To find the electric field at the surface of the shell due to the point charge at its center, we use the formula for the electric field of a point charge: \(E = \frac{1}{4 \pi \varepsilon_0} \frac{q_0}{R_1^2}\) We are given the values for \(q_0\), \(R_1\) and \(\frac{1}{4 \pi \varepsilon_{0}}\), so we can plug these in: \(E = \frac{9\times10^9 Nm^2/C^2 \times 3\times10^{-6}C}{(0.1m)^2}\) \(E = 2.7\times10^6 N/C\)

Next, we need to calculate the potential difference between the initial and final radii due to the electric field.
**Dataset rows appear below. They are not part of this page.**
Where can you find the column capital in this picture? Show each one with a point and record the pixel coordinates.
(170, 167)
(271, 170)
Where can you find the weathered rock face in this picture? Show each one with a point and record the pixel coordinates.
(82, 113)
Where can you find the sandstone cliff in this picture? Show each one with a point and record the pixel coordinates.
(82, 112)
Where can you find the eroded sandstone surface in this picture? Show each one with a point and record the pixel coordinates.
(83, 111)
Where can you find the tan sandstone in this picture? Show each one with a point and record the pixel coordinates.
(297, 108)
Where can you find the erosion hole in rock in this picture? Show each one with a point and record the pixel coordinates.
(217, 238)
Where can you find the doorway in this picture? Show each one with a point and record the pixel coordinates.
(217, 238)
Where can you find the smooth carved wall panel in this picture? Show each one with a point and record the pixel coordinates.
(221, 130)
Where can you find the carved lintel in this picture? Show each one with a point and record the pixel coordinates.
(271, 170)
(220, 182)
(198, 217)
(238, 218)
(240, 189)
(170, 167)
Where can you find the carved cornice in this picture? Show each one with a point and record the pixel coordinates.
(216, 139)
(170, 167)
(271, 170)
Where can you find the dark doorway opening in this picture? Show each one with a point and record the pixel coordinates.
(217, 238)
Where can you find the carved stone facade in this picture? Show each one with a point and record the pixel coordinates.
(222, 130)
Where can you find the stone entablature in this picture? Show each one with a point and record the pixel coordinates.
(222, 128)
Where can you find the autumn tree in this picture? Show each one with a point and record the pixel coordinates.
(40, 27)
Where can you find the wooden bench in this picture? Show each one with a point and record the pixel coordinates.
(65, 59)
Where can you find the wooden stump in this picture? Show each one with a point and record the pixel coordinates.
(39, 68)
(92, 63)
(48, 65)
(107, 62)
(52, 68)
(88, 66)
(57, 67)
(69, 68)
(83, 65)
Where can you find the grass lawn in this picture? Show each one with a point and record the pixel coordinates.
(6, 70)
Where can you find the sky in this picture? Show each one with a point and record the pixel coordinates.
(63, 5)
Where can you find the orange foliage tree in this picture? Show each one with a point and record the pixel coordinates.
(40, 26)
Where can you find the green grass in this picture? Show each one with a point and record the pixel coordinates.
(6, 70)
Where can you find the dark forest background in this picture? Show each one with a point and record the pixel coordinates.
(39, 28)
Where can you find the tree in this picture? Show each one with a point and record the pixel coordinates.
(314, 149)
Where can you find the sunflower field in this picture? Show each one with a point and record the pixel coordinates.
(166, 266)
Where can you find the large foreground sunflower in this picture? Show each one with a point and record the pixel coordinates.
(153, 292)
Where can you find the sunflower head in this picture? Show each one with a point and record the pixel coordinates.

We can use the following formula for the potential difference between two points in the electric field of a point charge: \(\Delta V = \frac{1}{4 \pi \varepsilon_0}\frac{q_0}{R_2} - \frac{1}{4 \pi \varepsilon_0}\frac{q_0}{R_1}\) Plugging in the given values for \(q_0\), \(R_1\), \(R_2\), and \(\frac{1}{4 \pi \varepsilon_{0}}\): \(\Delta V = \frac{9\times10^9 Nm^2/C^2\times 3\times10^{-6}C}{0.2m} - \frac{9\times10^9 Nm^2/C^2\times 3\times10^{-6}C}{0.1m}\) \(\Delta V = 9\times10^4 V\)
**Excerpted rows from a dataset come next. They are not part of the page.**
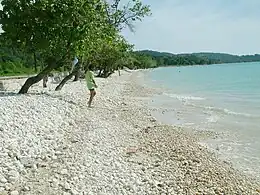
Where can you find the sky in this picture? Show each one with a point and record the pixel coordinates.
(186, 26)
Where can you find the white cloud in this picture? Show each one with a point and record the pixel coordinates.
(179, 27)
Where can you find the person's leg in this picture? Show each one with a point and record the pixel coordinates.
(92, 94)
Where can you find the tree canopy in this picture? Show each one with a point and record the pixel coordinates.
(58, 30)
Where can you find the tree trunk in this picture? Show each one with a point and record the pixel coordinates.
(65, 80)
(77, 75)
(32, 80)
(35, 62)
(100, 73)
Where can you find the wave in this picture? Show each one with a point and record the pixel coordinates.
(184, 97)
(223, 111)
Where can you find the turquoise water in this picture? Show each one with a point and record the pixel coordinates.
(221, 98)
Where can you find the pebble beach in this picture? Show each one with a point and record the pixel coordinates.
(52, 143)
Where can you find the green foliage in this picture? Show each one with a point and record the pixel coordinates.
(54, 31)
(228, 58)
(121, 16)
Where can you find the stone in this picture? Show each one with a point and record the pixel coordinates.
(67, 186)
(64, 172)
(14, 192)
(3, 179)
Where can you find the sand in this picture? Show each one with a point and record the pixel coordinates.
(51, 143)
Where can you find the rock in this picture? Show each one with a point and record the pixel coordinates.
(64, 172)
(67, 186)
(8, 186)
(3, 179)
(13, 176)
(14, 192)
(3, 192)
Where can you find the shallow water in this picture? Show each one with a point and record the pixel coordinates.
(221, 98)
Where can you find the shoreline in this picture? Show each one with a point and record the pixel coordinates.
(117, 147)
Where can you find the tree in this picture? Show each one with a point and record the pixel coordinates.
(54, 28)
(122, 16)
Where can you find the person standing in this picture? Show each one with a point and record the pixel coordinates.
(74, 63)
(91, 84)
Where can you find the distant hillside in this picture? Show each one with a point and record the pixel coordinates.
(228, 58)
(167, 59)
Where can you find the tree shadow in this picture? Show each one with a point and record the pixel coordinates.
(8, 93)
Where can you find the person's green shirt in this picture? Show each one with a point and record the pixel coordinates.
(89, 76)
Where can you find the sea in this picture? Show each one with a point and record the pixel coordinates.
(222, 98)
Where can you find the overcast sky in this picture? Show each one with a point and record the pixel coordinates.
(180, 26)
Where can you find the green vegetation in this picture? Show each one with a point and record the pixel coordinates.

Finally, we can use the formula for the work done by the electric forces during the expansion of the shell: \(W = q\Delta V\) Plugging in the given values for \(q\) and the calculated value for \(\Delta V\): \(W = 6\times10^{-6}C\times 9\times10^4 V\) \(W = 5.4\times10^{-1} J\) Since the problem asks for the work done in millijoules (mJ), we can convert the work done to that unit: \(W = 5.4\times10^{-1} J\times \frac{10^3 mJ}{1 J}\) \(W = 540 mJ\) Hence, the work performed by electric forces during the shell expansion from radius \(R_1\) to radius \(R_2\) is 540 millijoules.